The US mortgage market is characterised by heavy government policy, involvement and interference. Almost 90% of mortgages are federally guaranteed by GSEs. This transfers the risks from the lender to the government.  Why should the government be the orchestrator of the mortgage market? Why should gains for the banks be privatised and the losses are socialised? There are many countries where home rentals are in the majority; home ownership shouldn’t be a mantra that the government prosletysizes; it is job of the individual who should consider whether they can afford to and whether this is in their best interests; where the government is involved this causes unnecessary distortions at a magnitude which is going to be catastrophic, and has already been.  A federal guarantee also encourages relaxed lending standards or the complete absence of them; the government is not qualified to make an assessment of individual creditworthiness, the government itself is insolvent.  The government should not be dictating to individuals that they should make it their lifetime objective to purchase a home; again it is for individuals and their families to make that decision and direction. What the government should be advising is that individuals should spend and save prudently even if that means renting. It is absolutely due to the government abuse and behaviour in the mortgage market that had encouraged rampant speculation in the largest domestic sector.
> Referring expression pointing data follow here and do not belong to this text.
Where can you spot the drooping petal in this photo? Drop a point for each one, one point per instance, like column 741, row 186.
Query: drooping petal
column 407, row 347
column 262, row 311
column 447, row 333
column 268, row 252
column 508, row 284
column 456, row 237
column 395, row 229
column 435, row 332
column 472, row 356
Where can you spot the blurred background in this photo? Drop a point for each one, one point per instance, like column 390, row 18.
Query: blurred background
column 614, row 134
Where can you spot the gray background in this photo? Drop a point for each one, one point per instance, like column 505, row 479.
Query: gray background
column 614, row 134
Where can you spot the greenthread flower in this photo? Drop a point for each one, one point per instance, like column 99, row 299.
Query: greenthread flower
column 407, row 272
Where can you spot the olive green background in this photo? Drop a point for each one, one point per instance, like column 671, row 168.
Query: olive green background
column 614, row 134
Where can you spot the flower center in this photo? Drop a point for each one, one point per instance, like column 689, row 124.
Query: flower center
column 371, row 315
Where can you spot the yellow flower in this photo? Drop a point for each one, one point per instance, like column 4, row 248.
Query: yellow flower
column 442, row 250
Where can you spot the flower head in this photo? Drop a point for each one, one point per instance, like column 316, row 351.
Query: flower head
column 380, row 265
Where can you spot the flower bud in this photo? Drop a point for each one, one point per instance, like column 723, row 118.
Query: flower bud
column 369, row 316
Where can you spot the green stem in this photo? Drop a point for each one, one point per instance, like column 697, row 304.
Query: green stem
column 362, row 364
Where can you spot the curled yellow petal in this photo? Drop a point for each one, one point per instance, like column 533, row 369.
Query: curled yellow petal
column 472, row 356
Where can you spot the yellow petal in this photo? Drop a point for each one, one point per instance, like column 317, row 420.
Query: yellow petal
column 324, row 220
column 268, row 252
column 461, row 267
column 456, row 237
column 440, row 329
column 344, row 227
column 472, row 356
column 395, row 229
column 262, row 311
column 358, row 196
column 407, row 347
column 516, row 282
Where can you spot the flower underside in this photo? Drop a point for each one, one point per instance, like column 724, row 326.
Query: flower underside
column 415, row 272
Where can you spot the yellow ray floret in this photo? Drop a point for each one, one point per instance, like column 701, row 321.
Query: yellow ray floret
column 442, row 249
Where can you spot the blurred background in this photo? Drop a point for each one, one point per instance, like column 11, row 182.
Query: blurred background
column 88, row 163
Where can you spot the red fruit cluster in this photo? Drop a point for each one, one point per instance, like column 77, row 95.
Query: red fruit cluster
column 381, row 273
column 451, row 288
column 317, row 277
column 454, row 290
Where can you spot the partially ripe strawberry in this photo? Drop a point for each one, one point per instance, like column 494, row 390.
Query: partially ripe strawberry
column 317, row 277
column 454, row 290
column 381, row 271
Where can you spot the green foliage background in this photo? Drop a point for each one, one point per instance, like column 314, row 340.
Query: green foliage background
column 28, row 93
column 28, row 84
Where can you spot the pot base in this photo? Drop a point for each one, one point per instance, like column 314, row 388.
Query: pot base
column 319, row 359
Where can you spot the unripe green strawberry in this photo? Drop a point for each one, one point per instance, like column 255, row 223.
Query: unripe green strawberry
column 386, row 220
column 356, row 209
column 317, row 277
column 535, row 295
A home primarily is a place to reside in, it should not be leveraged as an object of speculation.  Now I don’t want to repeat the causes of the crisis and this is no attempt to do so, I am just noting that after a crisis that pinpointed exactly what the major problems are,  Fannie and Freddie Mac, nothing meaningful has changed with these GSEs.  The government needs to move out the way and let the market operate to re-establish the true price-finding mechanism of the free market; governments need to be apt to ensure lending standards are being enforced and that they are not artificial; bank writedowns should be encouraged and the interpretation of regulation should not be freely adjustable; this allows financial institutions to value their assets purely as they see fit rather than marking to market.   Deposits should be enforced and short term flipping should be taxed to discourage speculation. There is no need for the government to be so deeply mashed within the mortgage market; it is incredible that rates are approx 5% with implicit government guarantees; rates are being artificially subdued with government intervention; the upcoming rate hikes are going to penetrate the mortgage and wider markets; debt matters and we have 5000 years of recorded history to prove that.